This issue has been assessed as high severity. Review affected configurations immediately.
AI API keys are not like other API keys. When a traditional API key is stolen, the attacker can read or write data depending on its scope. When an LLM API key is stolen, the attacker can burn thousands of pounds of compute budget in hours, extract internal context through model interactions, and use your AI infrastructure as a platform for their own operations — all while the usage appears in your billing as legitimate inference traffic.
The attack surface is also expanding quickly. Every enterprise AI deployment connecting to a managed LLM endpoint — whether AWS Bedrock, Azure OpenAI, or GCP Vertex AI — introduces these credentials into environments that weren’t designed with AI-specific threats in mind. This guide covers the hardening steps for each major cloud provider.
Why LLM API Key Theft Is Different
Standard API key theft has a defined blast radius: scope what the key can do, and you know the worst-case outcome. LLM API keys have a more fluid threat model.

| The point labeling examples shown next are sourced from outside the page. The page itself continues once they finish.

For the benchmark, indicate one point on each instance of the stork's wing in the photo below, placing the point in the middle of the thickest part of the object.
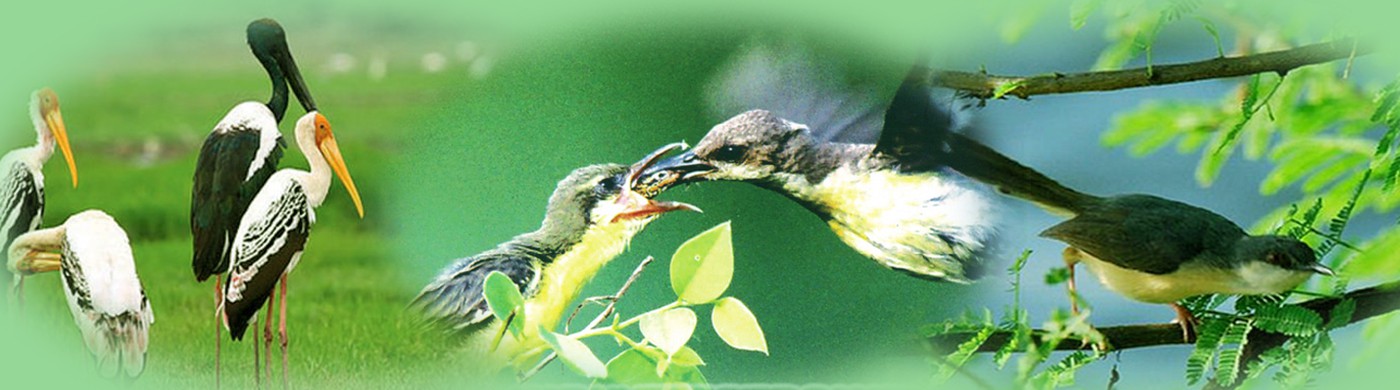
(223, 188)
(454, 299)
(105, 295)
(269, 242)
(21, 201)
(786, 77)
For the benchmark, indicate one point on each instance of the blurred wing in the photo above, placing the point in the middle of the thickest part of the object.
(269, 242)
(788, 80)
(914, 129)
(454, 299)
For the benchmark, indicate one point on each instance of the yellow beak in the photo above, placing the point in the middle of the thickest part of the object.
(332, 153)
(60, 136)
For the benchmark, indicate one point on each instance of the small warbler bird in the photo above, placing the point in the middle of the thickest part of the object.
(1147, 248)
(591, 217)
(893, 201)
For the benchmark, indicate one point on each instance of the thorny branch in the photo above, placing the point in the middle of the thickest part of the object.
(986, 85)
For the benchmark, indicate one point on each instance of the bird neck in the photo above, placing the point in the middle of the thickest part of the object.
(44, 140)
(277, 104)
(317, 182)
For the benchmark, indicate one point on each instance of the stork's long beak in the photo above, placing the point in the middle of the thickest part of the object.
(679, 169)
(60, 136)
(332, 153)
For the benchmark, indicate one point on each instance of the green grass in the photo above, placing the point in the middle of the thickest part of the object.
(136, 134)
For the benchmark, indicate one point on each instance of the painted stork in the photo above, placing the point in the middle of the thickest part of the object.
(21, 189)
(107, 299)
(591, 217)
(238, 157)
(275, 229)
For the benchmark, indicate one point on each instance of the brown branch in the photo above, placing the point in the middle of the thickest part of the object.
(984, 85)
(1371, 302)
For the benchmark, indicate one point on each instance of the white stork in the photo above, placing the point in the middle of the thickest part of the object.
(238, 157)
(21, 188)
(275, 229)
(107, 299)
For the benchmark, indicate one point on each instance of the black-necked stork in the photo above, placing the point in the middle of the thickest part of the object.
(21, 189)
(273, 231)
(109, 306)
(238, 157)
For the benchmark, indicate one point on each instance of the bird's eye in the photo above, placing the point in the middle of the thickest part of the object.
(730, 153)
(609, 186)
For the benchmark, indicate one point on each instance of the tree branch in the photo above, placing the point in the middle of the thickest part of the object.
(984, 85)
(1371, 302)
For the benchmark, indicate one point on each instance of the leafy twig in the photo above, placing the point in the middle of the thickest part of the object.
(608, 311)
(987, 85)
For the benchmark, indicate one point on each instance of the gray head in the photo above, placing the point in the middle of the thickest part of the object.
(1283, 252)
(749, 147)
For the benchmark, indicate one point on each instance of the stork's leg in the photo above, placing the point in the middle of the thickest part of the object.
(1187, 322)
(256, 359)
(282, 329)
(219, 338)
(1071, 257)
(268, 337)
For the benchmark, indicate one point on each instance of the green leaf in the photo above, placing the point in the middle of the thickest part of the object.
(1341, 313)
(1081, 10)
(1057, 276)
(686, 357)
(669, 329)
(506, 301)
(737, 326)
(574, 354)
(633, 368)
(702, 267)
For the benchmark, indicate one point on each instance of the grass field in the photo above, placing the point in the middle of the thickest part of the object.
(136, 133)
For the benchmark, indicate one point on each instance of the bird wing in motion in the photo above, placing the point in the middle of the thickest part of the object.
(268, 243)
(1143, 232)
(454, 299)
(223, 186)
(115, 320)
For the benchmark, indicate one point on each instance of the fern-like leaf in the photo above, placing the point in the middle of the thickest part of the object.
(1290, 320)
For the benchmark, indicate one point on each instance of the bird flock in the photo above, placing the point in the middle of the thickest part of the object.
(920, 200)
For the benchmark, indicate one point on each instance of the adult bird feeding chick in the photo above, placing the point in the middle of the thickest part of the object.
(1147, 248)
(94, 257)
(23, 183)
(892, 201)
(591, 217)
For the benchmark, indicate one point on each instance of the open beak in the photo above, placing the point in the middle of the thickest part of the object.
(679, 169)
(35, 262)
(636, 197)
(332, 153)
(1320, 269)
(60, 136)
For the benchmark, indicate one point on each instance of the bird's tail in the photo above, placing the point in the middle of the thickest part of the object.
(1011, 178)
(118, 343)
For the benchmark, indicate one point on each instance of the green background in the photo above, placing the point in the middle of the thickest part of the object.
(451, 165)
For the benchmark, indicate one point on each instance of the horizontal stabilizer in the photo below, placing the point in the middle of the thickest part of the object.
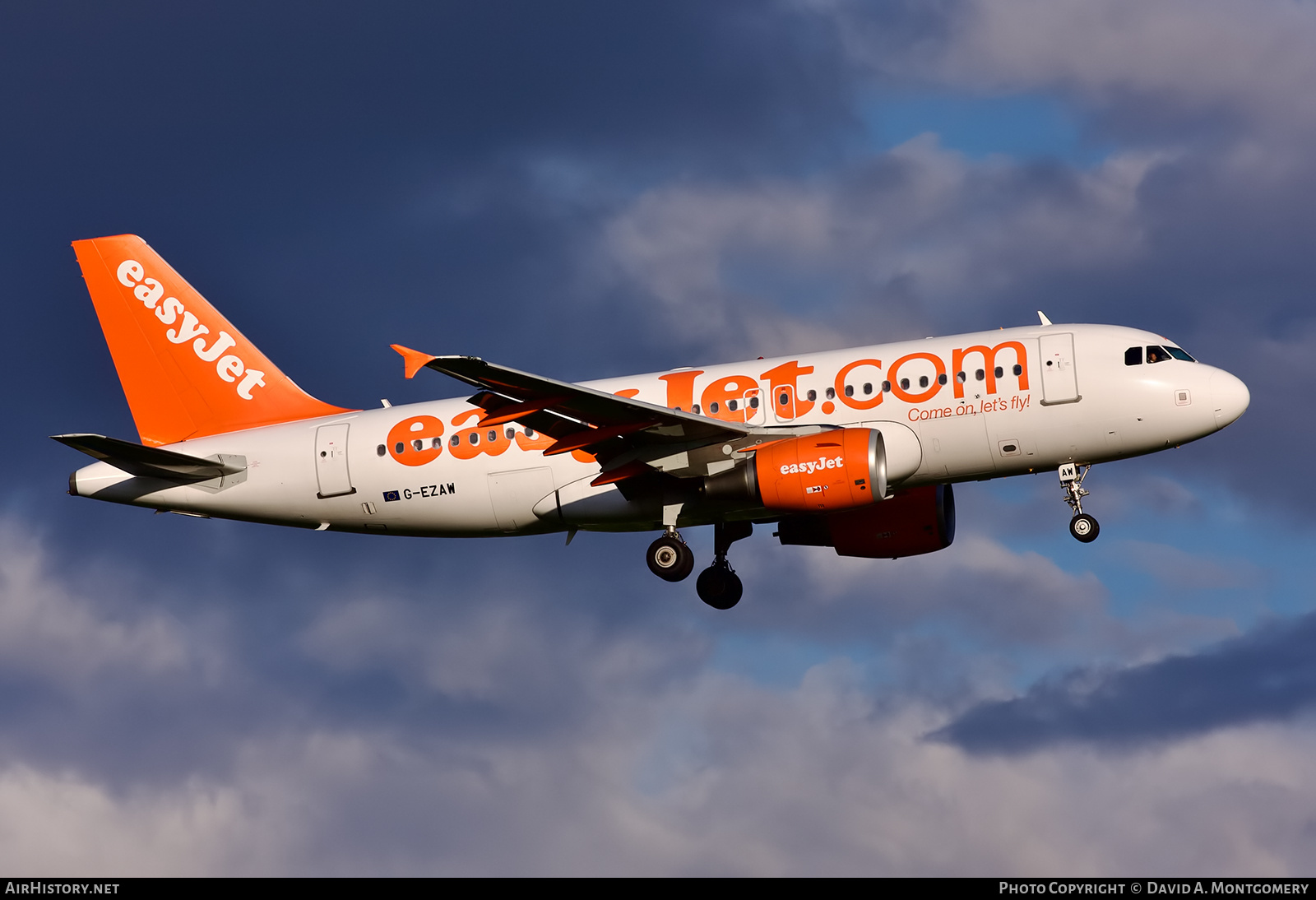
(148, 462)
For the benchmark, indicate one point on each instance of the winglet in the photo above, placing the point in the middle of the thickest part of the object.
(414, 360)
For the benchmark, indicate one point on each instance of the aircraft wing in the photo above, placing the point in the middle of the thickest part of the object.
(609, 427)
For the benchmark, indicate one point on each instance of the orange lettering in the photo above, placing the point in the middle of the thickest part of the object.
(721, 394)
(925, 395)
(474, 441)
(957, 362)
(681, 388)
(840, 386)
(787, 375)
(415, 441)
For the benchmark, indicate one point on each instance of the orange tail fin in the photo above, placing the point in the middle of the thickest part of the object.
(184, 369)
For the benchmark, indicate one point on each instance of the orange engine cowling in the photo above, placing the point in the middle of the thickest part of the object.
(921, 520)
(822, 472)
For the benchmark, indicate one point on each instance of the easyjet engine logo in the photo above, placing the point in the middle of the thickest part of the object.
(228, 366)
(813, 466)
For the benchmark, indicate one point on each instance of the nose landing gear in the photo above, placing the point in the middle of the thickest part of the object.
(1082, 525)
(719, 586)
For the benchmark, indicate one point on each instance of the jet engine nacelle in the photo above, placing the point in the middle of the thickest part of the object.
(818, 472)
(921, 520)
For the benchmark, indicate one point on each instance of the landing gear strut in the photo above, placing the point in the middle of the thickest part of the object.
(1082, 525)
(669, 558)
(719, 586)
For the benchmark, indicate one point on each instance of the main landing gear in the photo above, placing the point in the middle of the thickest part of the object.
(669, 558)
(1082, 525)
(719, 586)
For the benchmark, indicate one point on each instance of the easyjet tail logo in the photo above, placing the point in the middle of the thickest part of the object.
(228, 366)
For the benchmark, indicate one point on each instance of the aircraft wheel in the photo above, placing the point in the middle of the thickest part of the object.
(1085, 528)
(719, 587)
(670, 559)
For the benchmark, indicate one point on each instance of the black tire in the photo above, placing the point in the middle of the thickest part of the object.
(719, 587)
(670, 559)
(1085, 528)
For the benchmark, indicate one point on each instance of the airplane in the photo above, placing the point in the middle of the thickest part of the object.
(852, 449)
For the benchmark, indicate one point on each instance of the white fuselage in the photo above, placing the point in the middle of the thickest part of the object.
(1074, 401)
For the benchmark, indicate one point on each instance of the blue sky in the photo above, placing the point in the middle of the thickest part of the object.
(592, 190)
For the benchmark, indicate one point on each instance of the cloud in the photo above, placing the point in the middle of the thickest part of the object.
(50, 632)
(1267, 675)
(899, 237)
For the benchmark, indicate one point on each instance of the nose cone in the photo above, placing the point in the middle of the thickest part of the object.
(1230, 397)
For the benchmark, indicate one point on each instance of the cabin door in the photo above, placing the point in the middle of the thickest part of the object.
(1059, 381)
(332, 461)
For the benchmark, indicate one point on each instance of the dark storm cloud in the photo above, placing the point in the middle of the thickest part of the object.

Cost amplification: A single GPT-4 or Claude API key with no spend limits can exhaust a monthly budget in hours through automated prompt generation. Attackers running jailbreak-as-a-service operations or training data extraction operations pay nothing for their compute.
Data exfiltration via model context: If your application sends internal data to the LLM as context — customer records, documents, code — an attacker with your API key can replay prompts that extract those context windows. This is particularly relevant for retrieval-augmented generation (RAG) architectures where document stores are passed to the model.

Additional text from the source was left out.